Friday, Nov. 22, 1963

Died. General John Reed Hodge, 70, World War II Pacific combat commander, chief of occupation forces in South Korea (1945-48), a veteran of Guadalcanal, Leyte and Okinawa who found himself trying to organize a democracy in chaotic Korea, where he was instrumental in the rise of Syngman Rhee to the presidency, but then grew disenchanted with Rhee's autocratic ways, whereupon Rhee complained of his meddling in local affairs, and three months later he was recalled; of cancer; in Washington, B.C.

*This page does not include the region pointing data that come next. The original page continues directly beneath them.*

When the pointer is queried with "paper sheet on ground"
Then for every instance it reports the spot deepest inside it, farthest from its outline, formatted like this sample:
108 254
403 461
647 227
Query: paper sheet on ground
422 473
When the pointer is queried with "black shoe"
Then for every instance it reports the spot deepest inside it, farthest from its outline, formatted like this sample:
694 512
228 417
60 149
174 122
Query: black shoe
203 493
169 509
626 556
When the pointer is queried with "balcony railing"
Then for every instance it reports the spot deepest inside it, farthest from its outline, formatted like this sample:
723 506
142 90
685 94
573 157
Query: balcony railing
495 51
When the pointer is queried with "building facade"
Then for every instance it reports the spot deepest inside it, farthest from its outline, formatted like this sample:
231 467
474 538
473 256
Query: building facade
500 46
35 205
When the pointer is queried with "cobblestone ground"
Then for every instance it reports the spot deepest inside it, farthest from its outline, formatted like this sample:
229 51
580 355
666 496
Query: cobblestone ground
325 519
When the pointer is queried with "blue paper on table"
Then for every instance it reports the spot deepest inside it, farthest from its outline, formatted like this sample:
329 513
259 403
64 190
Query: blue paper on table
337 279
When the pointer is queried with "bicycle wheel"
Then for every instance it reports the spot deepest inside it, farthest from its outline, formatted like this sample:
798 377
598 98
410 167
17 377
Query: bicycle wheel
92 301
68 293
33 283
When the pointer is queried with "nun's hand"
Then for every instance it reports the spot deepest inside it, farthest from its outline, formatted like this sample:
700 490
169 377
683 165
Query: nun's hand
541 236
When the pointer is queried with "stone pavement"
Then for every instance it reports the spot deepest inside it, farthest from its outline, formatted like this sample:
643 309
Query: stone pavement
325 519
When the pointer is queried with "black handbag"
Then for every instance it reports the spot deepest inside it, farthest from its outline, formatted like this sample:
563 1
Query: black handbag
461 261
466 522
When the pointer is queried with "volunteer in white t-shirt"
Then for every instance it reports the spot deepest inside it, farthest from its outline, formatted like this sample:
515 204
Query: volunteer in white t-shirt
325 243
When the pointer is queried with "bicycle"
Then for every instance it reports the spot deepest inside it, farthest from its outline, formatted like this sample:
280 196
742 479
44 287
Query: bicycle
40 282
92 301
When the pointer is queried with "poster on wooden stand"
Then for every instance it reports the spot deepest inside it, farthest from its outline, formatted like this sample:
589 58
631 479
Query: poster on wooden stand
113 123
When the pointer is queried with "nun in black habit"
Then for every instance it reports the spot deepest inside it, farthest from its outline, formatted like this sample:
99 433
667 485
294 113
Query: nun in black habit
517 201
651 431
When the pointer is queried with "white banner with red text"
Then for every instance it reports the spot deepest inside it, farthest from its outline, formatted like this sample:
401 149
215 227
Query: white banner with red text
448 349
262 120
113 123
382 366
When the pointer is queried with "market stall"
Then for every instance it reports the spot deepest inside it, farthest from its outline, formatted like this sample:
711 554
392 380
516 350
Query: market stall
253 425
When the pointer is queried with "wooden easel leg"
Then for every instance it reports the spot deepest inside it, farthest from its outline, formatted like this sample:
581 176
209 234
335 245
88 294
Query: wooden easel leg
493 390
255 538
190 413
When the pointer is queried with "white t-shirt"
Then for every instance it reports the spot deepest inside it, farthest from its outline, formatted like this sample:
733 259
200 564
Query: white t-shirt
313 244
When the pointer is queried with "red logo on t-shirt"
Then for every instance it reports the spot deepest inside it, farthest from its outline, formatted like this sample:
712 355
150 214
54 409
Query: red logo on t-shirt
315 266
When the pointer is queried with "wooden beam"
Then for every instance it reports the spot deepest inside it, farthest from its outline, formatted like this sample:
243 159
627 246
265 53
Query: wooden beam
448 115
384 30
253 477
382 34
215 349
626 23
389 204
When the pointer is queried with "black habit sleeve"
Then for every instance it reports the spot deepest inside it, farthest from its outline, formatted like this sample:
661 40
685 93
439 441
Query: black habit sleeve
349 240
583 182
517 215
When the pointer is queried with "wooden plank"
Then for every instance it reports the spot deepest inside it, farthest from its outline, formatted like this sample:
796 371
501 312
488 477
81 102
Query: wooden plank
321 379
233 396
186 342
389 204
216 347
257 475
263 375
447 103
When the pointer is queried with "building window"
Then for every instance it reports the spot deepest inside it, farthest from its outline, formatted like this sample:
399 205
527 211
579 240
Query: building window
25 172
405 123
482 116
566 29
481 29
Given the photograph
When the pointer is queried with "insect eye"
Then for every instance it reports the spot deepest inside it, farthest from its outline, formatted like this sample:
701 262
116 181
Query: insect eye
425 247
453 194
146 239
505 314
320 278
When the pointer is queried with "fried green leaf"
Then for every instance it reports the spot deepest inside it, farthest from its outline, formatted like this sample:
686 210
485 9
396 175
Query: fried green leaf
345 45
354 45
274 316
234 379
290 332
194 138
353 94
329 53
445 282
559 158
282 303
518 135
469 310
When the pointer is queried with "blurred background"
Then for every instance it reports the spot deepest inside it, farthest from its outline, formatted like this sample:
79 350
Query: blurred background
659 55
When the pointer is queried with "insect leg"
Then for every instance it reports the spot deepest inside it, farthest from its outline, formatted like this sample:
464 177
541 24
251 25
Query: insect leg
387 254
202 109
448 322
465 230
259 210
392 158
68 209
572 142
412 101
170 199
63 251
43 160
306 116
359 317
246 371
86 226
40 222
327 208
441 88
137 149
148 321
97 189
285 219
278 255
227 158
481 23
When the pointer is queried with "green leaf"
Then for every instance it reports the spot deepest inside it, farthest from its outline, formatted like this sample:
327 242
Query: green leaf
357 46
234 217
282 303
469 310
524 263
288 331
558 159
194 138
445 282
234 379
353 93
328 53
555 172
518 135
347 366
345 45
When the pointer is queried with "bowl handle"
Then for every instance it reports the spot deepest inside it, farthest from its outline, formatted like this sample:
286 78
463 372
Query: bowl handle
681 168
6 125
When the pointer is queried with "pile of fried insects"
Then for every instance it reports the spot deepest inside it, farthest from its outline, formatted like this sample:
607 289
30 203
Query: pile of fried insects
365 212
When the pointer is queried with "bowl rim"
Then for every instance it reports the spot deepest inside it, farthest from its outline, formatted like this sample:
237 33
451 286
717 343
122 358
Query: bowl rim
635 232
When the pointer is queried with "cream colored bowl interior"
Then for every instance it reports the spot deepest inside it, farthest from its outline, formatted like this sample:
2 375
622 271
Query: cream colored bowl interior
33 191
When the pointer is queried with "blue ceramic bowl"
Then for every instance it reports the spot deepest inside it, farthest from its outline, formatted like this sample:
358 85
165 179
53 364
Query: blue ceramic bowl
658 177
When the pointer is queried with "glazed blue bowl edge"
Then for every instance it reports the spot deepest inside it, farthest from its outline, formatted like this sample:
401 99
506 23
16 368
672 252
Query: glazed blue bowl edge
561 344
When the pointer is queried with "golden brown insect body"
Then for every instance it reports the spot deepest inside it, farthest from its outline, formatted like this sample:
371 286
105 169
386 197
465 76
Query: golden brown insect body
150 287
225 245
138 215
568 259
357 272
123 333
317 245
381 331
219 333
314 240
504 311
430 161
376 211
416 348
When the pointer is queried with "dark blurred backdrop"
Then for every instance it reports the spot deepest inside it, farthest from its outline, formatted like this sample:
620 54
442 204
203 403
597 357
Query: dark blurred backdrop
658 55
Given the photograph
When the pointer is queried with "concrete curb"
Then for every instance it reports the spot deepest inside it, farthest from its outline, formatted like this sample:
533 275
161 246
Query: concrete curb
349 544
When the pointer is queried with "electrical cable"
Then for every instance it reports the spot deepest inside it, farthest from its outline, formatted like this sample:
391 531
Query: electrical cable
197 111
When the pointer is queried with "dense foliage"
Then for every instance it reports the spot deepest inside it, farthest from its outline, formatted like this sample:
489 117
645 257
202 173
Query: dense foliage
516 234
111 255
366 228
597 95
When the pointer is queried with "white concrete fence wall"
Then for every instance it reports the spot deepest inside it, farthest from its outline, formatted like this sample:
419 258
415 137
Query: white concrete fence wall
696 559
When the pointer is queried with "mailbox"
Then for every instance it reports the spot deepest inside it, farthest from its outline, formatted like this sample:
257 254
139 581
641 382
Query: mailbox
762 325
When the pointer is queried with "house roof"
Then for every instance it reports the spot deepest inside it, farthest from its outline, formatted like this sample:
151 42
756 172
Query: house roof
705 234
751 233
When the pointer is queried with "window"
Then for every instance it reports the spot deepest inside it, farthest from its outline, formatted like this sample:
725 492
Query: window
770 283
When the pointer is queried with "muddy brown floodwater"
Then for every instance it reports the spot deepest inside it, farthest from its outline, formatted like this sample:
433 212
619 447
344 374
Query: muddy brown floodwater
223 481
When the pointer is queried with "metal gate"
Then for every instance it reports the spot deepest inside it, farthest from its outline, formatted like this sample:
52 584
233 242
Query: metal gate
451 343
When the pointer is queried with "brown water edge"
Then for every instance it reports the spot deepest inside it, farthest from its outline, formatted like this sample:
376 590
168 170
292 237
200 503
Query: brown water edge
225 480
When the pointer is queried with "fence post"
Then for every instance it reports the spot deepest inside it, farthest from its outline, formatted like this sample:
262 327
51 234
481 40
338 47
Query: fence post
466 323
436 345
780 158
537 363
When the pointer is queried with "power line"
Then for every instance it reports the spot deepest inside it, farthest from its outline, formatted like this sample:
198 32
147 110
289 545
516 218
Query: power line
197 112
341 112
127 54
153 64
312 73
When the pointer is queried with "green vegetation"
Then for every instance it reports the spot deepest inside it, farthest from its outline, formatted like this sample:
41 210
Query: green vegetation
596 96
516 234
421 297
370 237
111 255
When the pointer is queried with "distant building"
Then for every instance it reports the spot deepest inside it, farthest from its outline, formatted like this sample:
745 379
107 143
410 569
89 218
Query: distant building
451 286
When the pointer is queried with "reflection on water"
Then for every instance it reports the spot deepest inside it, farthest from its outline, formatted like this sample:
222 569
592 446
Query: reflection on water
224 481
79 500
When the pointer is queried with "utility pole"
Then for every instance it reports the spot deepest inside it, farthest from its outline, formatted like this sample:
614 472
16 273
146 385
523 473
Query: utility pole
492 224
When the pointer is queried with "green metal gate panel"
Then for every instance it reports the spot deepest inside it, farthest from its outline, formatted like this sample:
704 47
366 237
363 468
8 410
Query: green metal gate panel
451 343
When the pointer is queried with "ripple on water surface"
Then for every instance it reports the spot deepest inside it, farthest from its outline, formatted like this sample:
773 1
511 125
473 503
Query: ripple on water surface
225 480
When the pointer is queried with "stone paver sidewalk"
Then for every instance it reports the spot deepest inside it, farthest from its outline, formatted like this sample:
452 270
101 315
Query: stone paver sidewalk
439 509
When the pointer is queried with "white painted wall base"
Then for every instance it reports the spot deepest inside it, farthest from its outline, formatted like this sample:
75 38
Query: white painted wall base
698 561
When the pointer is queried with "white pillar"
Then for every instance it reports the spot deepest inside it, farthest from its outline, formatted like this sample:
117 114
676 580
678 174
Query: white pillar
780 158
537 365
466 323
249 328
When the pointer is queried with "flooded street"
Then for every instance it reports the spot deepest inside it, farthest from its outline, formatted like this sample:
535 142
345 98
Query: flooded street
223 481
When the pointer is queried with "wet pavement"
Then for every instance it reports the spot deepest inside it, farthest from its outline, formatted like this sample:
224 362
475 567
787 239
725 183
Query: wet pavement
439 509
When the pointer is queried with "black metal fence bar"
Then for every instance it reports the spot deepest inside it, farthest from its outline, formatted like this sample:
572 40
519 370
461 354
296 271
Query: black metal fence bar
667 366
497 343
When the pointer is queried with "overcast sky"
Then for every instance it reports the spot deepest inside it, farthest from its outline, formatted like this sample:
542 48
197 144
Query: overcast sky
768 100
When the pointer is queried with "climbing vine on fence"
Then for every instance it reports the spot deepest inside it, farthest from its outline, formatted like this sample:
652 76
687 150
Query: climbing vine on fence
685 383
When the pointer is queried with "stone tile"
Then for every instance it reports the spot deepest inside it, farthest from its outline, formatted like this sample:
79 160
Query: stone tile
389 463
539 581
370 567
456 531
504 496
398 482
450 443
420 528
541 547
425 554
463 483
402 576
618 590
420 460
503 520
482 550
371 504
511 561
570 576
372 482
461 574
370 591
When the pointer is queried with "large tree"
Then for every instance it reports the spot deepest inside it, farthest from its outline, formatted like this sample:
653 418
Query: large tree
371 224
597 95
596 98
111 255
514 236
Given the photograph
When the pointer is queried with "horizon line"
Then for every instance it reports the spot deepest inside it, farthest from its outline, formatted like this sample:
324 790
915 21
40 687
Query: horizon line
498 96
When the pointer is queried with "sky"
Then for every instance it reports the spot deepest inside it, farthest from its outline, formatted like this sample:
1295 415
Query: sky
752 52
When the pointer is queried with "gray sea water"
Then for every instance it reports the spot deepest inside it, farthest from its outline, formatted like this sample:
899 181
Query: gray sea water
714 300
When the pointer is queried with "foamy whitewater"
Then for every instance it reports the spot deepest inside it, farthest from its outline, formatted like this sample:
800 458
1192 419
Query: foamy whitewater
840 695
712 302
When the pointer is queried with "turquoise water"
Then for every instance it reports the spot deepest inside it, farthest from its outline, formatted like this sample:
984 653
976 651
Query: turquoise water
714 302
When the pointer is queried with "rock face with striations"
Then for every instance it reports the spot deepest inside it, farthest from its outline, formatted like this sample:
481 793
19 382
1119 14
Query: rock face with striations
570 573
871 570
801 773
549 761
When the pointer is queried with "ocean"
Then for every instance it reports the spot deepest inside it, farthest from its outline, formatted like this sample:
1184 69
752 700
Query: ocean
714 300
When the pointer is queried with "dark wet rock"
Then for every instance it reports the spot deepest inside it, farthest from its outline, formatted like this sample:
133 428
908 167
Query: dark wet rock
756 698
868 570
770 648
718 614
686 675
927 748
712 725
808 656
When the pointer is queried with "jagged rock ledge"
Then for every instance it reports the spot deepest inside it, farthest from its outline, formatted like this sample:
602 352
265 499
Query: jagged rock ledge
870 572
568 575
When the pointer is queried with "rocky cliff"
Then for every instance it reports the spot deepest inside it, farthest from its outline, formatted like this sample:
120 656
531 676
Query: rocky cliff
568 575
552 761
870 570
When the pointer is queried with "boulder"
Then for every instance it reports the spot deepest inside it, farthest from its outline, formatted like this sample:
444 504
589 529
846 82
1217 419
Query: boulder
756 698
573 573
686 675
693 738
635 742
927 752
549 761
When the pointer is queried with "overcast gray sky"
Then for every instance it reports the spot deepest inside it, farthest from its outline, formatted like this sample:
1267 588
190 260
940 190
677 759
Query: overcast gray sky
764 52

Died. Fritz Reiner, 74, master conductor, a squat, lusty Hungarian with a precise "vest-pocket" podium style (a daring musician once brought a telescope to rehearsal to catch his minuscule beat), who emigrated to the U.S. in 1922, taught Conductors Leonard Bernstein and Thomas Schippers, directed the Pittsburgh and Metropolitan Opera orchestras before going to the fading Chicago Symphony in 1953, which he whipped into one of the world's finest ensembles, with a repertory that ran from Mozart to his countryman Kodaly; of pneumonia; in Manhattan.

Died. Dr. Antonio Gasbarrini, 81, papal doctor since 1954, a gastroenterologist who attended the final illnesses of Pius XII in 1958 and his good friend John XXIII last spring; following a prostate operation; in Bologna.

Died. Charles Ruffin Hook, 83, longtime (1930-59) president and chairman of Armco Steel Corp., the nation's fourth-largest steel company (1962 sales: $918 million), who married the boss's daughter and ran the company with such a velvet glove (the industry's first eight-hour day, first group insurance plan) that to this day fewer than half of Armco's 34,000 employees belong to the steelworkers' union; of cancer; in Garrison, Md.

Died. Charles Erasmus Fenner, 87, New Orleans stockbroker, co-founder of Fenner & Beane, which he merged in 1941 into Manhattan's Merrill Lynch, E. A. Pierce & Cassatt to create what is today the world's largest brokerage house, responsible for 15% of the volume on the New York Stock Exchange; in Slidell, La.

Died. Margaret Alice Murray, 100, Egyptologist and demonologist, a wispy spinster (4 ft. 6 in.) who in 1904 at Abydos on the Nile was the first woman archaeologist to conduct her own "digs," went tenting with Bedouins at 70, finally "retired" to lecture on sorcery in England, where she held listeners spellbound as she expounded her thesis that the Inquisitors were absolutely right, Joan of Arc was indeed a witch; in Welwyn, Hertfordshire.